TEC consults on commissioner for Unitec
The Tertiary Education Commission has today opened consultation on the possibility of dissolving Unitec’s council and appointing a commissioner to the Auckland-based institute of technology, Education Minister Chris Hipkins says.
Unitec is in extreme financial difficulty and needs urgent financial assistance, Mr Hipkins said. The Government is investigating how that support will best be provided.
“Given the size of the likely financial support needed for Unitec, we need to ensure we have stronger oversight of its operations. The consultation will look at whether the best way of achieving that is by dissolving the council and appointing a commissioner,” Chris Hipkins said.
“Our message for students at this time is that the Government is committed to ensure top quality vocational education and training is available at Unitec and they should have every confidence that its financial issues will be addressed.”
The consultation follows advice from an independent financial advisor appointed by the TEC in May, estimating a shortfall of approximately $19 million this year and $27 million in 2019.
Consultation will be focused on interested parties and the TEC is inviting feedback from Unitec’s council, its management, staff and student representatives, iwi, and Auckland Council. The consultation is planned to take five days.
“We will then make a decision quickly because it is critical that we provide certainty to students and staff. We will be working to secure that and ensure existing students do not have their studies disrupted and future students have confidence to enrol,” Chris Hipkins said.
“The TEC has informed me that the issues of concern are Unitec’s finances and falling student numbers.
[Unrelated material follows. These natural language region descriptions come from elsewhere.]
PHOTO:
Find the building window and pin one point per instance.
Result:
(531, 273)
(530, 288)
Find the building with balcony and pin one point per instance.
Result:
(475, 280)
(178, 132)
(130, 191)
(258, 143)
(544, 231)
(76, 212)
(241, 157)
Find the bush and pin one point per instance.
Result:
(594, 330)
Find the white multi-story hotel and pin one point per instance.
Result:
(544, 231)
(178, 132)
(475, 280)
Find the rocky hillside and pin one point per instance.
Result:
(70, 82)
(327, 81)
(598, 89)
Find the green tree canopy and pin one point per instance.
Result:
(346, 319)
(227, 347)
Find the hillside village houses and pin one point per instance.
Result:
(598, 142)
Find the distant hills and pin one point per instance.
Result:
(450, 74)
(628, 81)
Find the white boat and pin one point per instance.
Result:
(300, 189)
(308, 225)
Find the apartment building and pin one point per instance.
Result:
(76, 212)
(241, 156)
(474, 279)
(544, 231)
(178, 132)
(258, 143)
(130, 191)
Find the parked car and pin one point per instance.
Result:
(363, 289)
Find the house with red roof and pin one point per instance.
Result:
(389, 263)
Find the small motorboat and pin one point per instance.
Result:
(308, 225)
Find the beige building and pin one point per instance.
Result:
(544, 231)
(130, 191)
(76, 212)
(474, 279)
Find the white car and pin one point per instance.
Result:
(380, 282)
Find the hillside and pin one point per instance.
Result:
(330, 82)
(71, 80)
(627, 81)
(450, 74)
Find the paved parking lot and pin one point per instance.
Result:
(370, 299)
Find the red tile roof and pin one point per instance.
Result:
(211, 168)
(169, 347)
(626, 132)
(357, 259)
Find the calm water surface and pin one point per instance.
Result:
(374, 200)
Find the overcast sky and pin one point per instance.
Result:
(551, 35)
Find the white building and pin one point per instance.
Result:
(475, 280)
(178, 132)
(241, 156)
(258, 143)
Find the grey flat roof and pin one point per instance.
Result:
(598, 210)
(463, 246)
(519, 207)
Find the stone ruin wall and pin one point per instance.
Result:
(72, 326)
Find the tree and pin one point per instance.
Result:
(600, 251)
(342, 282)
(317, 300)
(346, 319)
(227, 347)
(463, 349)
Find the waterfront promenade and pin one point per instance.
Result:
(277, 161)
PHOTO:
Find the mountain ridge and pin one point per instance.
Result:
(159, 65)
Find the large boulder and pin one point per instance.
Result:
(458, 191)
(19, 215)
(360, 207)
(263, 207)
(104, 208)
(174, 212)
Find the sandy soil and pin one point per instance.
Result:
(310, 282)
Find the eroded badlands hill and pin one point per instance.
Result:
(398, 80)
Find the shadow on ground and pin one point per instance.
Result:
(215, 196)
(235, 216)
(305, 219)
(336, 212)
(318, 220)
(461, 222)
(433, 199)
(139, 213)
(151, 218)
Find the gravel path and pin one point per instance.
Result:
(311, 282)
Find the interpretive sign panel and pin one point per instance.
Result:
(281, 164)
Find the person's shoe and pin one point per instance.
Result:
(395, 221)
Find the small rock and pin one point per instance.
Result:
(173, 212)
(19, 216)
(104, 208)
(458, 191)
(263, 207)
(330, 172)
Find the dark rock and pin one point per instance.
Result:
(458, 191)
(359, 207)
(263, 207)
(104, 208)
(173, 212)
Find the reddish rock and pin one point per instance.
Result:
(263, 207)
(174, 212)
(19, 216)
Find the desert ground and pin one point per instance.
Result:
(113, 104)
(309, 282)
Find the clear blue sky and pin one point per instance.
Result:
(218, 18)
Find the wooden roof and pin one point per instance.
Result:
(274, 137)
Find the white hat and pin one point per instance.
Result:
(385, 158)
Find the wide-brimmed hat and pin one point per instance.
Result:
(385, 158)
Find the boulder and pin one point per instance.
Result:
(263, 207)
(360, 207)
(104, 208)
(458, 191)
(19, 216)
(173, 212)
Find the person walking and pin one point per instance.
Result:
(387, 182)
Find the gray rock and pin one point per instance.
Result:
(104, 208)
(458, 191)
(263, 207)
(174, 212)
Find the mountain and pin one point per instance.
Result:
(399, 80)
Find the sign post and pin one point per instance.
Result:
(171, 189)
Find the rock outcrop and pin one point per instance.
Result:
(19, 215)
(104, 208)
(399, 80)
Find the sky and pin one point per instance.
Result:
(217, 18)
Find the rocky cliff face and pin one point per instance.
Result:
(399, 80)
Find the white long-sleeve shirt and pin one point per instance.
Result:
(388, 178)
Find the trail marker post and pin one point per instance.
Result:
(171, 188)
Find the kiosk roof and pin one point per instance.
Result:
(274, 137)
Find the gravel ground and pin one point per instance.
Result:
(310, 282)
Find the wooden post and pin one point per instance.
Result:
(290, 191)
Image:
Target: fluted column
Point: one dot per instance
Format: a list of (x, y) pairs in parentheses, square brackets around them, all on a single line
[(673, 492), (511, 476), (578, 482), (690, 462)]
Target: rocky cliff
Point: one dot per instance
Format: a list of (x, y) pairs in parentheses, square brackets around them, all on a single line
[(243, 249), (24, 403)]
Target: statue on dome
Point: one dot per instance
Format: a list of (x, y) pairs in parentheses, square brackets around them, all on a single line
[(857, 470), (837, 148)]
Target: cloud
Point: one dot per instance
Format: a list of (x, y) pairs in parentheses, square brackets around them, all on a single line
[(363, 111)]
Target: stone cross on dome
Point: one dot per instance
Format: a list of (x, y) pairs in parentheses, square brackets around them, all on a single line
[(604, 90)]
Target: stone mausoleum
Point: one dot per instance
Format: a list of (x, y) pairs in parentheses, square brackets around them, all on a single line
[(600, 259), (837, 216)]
Across other key performance indicators like teaching and learning, the annual report showed Unitec is generally making progress.”
Chris Hipkins said that while Unitec has unique issues and is in immediate financial need, it is not alone in facing the effects of falling student numbers.
“This situation shows the absolute need for the work now being done under the ITP Roadmap 2020 to secure a viable future for the Institutes of Technology and Polytechnics sector across New Zealand.
“We need a strong ITP sector that delivers what New Zealand’s learners and employers need from it in a rapidly changing world, and at an affordable cost to taxpayers.”
Unitec has campuses in Mt Albert and Waitakere teaching courses from certificate up to doctorate level.